You need to flush the TLB here too since __add_pages() populates the
page table with the new vmemmap mapping (only because riscv allows to
cache invalid entries, I'll adapt this in my next version of Svvptc
support).

> +       max_pfn = PFN_UP(start + size);
> +       max_low_pfn = max_pfn;
> +       return 0;
> +}
> +
> +void __ref arch_remove_memory(u64 start, u64 size, struct vmem_altmap *altmap)
> +{
> +       __remove_pages(start >> PAGE_SHIFT, size >> PAGE_SHIFT, altmap);
> +       remove_linear_mapping(start, size);

You need to flush the TLB here too.

> +}
> +
> +#ifdef CONFIG_SPARSEMEM_VMEMMAP
> +void __ref vmemmap_free(unsigned long start, unsigned long end, struct vmem_altmap *altmap)
> +{
> +       remove_pgd_mapping(start, end, true, altmap);
> +}
> +#endif /* CONFIG_SPARSEMEM_VMEMMAP */
> +#endif /* CONFIG_MEMORY_HOTPLUG */
> --
> 2.40.1
>
Björn Töpel May 14, 2024, 7:31 p.m. UTC | #4
Alexandre Ghiti <alexghiti@rivosinc.com> writes:

> On Tue, May 14, 2024 at 4:05 PM Björn Töpel <bjorn@kernel.org> wrote:

>> +int __ref arch_add_memory(int nid, u64 start, u64 size, struct mhp_params *params)
>> +{
>> +       int ret;
>> +
>> +       create_linear_mapping_range(start, start + size, 0, &params->pgprot);
>> +       flush_tlb_all();
>> +       ret = __add_pages(nid, start >> PAGE_SHIFT, size >> PAGE_SHIFT, params);
>> +       if (ret) {
>> +               remove_linear_mapping(start, size);
>> +               return ret;
>> +       }
>> +
>
> You need to flush the TLB here too since __add_pages() populates the
> page table with the new vmemmap mapping (only because riscv allows to
> cache invalid entries, I'll adapt this in my next version of Svvptc
> support).
>
>> +       max_pfn = PFN_UP(start + size);
>> +       max_low_pfn = max_pfn;
>> +       return 0;
>> +}
>> +
>> +void __ref arch_remove_memory(u64 start, u64 size, struct vmem_altmap *altmap)
>> +{
>> +       __remove_pages(start >> PAGE_SHIFT, size >> PAGE_SHIFT, altmap);
>> +       remove_linear_mapping(start, size);
>
> You need to flush the TLB here too.

I'll address all of the above in the next version. Thanks for reviewing
the series!


Björn
Oscar Salvador May 14, 2024, 8:49 p.m. UTC | #5
On Tue, May 14, 2024 at 04:04:42PM +0200, Björn Töpel wrote:
> +static void __meminit free_vmemmap_storage(struct page *page, size_t size,
> +					   struct vmem_altmap *altmap)
> +{
> +	if (altmap)
> +		vmem_altmap_free(altmap, size >> PAGE_SHIFT);
> +	else
> +		free_pages((unsigned long)page_address(page), get_order(size));

David already pointed this out, but can check
arch/x86/mm/init_64.c:free_pagetable().

You will see that we have to do some magic for bootmem memory (DIMMs
which were not hotplugged but already present)
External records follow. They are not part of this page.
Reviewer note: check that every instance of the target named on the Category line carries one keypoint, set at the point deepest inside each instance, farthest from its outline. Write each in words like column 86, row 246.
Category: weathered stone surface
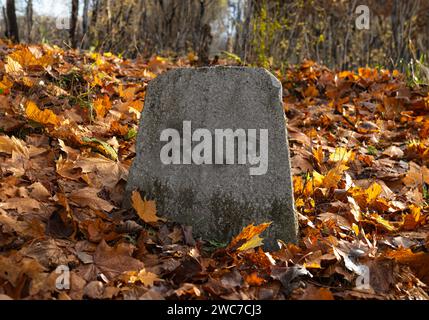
column 217, row 200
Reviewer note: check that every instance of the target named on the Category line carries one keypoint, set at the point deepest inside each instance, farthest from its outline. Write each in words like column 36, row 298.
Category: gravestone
column 212, row 151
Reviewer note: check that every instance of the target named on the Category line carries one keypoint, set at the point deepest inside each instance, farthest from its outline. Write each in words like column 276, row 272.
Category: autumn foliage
column 68, row 121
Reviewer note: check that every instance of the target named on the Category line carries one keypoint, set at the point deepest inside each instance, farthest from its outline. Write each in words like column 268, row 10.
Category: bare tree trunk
column 85, row 21
column 11, row 18
column 29, row 19
column 6, row 23
column 73, row 23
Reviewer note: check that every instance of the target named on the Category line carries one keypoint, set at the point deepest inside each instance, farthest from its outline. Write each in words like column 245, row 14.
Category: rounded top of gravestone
column 226, row 71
> +#ifdef CONFIG_SPARSEMEM_VMEMMAP
> +void __ref vmemmap_free(unsigned long start, unsigned long end, struct vmem_altmap *altmap)
> +{
> +	remove_pgd_mapping(start, end, true, altmap);
> +}
> +#endif /* CONFIG_SPARSEMEM_VMEMMAP */
> +#endif /* CONFIG_MEMORY_HOTPLUG */

I will comment on the patch where you add support for hotplug and the
dependency, but on a track in LSFMM today, we decided that most likely
we will drop memory-hotplug support for !CONFIG_SPARSEMEM_VMEMMAP
environments.
So, since you are adding this plain fresh, please consider to tight the
hotplug dependency to CONFIG_SPARSEMEM_VMEMMAP.
As a bonus, you will only have to maintain one flavour of functions.
Björn Töpel May 15, 2024, 5:41 a.m. UTC | #6
Oscar Salvador <osalvador@suse.de> writes:

> On Tue, May 14, 2024 at 04:04:42PM +0200, Björn Töpel wrote:
>> +static void __meminit free_vmemmap_storage(struct page *page, size_t size,
>> +					   struct vmem_altmap *altmap)
>> +{
>> +	if (altmap)
>> +		vmem_altmap_free(altmap, size >> PAGE_SHIFT);
>> +	else
>> +		free_pages((unsigned long)page_address(page), get_order(size));
>
> David already pointed this out, but can check
> arch/x86/mm/init_64.c:free_pagetable().
>
> You will see that we have to do some magic for bootmem memory (DIMMs
> which were not hotplugged but already present)

Thank you!

>> +#ifdef CONFIG_SPARSEMEM_VMEMMAP
>> +void __ref vmemmap_free(unsigned long start, unsigned long end, struct vmem_altmap *altmap)
>> +{
>> +	remove_pgd_mapping(start, end, true, altmap);
>> +}
>> +#endif /* CONFIG_SPARSEMEM_VMEMMAP */
>> +#endif /* CONFIG_MEMORY_HOTPLUG */
>
> I will comment on the patch where you add support for hotplug and the
> dependency, but on a track in LSFMM today, we decided that most likely
> we will drop memory-hotplug support for !CONFIG_SPARSEMEM_VMEMMAP
> environments.
> So, since you are adding this plain fresh, please consider to tight the
> hotplug dependency to CONFIG_SPARSEMEM_VMEMMAP.
> As a bonus, you will only have to maintain one flavour of functions.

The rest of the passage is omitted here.